El Gobierno argentino ha intensificado su desafío al kirchnerismo al proponer la destitución de todos los legisladores acusados de corrupción en el Congreso, en respuesta al escándalo que rodea al senador Edgardo Kueider, quien se encuentra detenido en Paraguay por llevar 200 mil dólares sin declarar. Esta propuesta surge en medio de una fuerte tensión política, donde el oficialismo busca dar un golpe de efecto ante la iniciativa de la oposición de destituir a Kueider.
El presidente Javier Milei, en un evento reciente, dejó claro que su administración no defenderá a los corruptos, afirmando que “si quieren echarlo, nos parece bien.

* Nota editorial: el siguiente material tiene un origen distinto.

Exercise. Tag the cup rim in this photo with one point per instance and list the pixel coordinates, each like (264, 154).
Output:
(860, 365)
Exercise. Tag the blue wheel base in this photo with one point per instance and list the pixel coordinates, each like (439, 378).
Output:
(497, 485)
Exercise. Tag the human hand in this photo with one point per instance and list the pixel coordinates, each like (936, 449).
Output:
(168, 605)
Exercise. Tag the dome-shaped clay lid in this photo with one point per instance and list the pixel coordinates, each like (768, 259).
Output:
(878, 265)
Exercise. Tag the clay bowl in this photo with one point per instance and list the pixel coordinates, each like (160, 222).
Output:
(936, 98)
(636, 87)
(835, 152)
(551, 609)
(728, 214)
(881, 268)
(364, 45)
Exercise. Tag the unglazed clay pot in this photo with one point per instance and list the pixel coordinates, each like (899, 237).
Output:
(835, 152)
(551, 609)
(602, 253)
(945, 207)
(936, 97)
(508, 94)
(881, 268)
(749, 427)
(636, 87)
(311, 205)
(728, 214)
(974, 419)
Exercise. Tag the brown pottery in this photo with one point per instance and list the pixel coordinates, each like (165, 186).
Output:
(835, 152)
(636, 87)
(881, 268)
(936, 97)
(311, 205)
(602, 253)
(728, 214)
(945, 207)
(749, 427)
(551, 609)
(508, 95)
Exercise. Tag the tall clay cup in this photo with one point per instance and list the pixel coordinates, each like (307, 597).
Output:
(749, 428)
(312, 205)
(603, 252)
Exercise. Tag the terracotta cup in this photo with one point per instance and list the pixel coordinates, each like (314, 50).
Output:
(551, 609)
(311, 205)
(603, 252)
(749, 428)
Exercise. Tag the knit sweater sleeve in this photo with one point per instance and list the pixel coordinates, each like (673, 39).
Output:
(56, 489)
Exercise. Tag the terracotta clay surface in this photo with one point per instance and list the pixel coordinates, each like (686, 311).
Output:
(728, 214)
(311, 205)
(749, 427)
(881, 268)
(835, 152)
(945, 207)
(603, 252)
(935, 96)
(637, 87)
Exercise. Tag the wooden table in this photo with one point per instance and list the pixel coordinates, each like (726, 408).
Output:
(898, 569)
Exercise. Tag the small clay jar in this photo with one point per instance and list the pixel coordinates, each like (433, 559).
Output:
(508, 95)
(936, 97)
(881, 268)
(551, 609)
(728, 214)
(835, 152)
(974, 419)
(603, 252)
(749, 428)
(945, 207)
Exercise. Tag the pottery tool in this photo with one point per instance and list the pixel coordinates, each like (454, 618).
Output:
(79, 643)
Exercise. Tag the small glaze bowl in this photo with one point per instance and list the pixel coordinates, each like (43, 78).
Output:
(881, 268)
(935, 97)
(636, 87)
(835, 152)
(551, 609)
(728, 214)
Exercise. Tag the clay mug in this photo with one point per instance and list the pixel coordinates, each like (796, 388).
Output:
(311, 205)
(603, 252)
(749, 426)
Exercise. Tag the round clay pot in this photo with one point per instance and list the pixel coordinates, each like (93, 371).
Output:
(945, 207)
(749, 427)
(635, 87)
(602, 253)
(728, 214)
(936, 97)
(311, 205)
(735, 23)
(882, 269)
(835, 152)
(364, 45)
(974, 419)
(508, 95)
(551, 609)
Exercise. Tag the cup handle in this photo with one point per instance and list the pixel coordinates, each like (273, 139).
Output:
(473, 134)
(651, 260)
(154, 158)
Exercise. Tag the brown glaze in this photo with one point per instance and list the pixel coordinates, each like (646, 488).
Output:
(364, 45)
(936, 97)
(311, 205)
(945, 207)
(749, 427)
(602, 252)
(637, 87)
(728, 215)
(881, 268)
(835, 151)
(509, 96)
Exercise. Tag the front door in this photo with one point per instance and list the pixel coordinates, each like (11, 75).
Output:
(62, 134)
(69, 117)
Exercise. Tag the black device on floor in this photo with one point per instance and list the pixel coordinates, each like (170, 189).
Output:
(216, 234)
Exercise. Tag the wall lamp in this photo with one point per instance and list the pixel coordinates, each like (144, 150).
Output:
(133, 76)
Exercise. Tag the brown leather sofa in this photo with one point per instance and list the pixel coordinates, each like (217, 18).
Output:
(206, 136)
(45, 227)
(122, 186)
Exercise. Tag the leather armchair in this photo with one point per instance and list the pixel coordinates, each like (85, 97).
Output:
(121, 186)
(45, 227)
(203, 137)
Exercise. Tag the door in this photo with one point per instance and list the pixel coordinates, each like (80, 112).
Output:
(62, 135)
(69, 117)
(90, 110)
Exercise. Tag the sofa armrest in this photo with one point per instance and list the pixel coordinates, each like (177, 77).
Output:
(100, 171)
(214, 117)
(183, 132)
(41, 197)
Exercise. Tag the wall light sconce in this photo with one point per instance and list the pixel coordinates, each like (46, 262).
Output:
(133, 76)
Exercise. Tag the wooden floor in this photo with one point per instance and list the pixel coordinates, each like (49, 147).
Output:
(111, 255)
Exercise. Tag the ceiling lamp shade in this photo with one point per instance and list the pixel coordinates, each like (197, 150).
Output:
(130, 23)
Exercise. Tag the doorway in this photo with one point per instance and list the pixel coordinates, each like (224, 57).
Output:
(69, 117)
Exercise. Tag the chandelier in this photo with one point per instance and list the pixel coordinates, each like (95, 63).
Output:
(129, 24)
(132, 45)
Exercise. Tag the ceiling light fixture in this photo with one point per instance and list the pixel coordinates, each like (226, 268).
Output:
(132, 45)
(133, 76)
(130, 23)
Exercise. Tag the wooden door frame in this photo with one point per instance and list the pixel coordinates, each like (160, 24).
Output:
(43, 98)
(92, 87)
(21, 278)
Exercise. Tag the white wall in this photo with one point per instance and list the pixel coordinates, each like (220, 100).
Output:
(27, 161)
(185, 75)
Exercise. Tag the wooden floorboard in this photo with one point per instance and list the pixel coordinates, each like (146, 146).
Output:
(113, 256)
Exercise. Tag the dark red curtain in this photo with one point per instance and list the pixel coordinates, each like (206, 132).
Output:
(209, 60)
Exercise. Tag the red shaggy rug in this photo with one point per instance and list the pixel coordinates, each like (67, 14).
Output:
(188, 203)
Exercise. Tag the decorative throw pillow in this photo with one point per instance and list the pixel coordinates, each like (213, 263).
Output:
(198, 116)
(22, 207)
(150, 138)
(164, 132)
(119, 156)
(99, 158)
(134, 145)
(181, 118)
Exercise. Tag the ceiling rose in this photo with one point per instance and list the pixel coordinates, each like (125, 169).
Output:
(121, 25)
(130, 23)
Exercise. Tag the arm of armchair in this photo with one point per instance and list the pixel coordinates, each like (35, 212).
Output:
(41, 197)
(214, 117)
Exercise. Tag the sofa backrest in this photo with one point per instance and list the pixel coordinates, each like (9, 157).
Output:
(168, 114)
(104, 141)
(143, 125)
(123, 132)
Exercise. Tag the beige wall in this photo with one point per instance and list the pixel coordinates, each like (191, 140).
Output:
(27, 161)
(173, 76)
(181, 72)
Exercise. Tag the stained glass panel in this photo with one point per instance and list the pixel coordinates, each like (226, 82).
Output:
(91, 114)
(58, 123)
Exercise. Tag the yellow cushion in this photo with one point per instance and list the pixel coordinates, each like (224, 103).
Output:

Que se aplique la misma regla para todos”. Esta declaración refleja la estrategia del Gobierno de extender la responsabilidad a otros legisladores que también enfrentan acusaciones, como Santiago Cafiero, Victoria Tolosa Paz y Máximo Kirchner, quienes tienen causas abiertas por irregularidades.
La propuesta del oficialismo ha sido respaldada por una encuesta publicada por el vocero presidencial, Manuel Adorni, que mostró un apoyo abrumador a la idea de destituir a todos los legisladores con problemas judiciales. La Casa Rosada considera que este es un momento oportuno para abordar el tema de la corrupción en el Congreso, desafiando así a la oposición a actuar de manera coherente con su discurso.
El kirchnerismo, por su parte, ha solicitado una sesión especial para tratar la remoción de Kueider, quien, a pesar de su detención, sigue siendo un tema candente en la agenda política. La intención de la oposición es reemplazarlo por Stefanía Cora, una figura vinculada a La Cámpora, lo que podría fortalecer su posición en el Senado.
La situación ha llevado a un clima de confrontación en el que el oficialismo busca no solo distanciarse de Kueider, sino también plantear un debate más amplio sobre la integridad de los representantes en el Congreso. Desde La Libertad Avanza, se ha manifestado que “en el Congreso no deben quedar acusados ni procesados por corrupción”, lo que podría abrir la puerta a una revisión más exhaustiva de la conducta de los legisladores.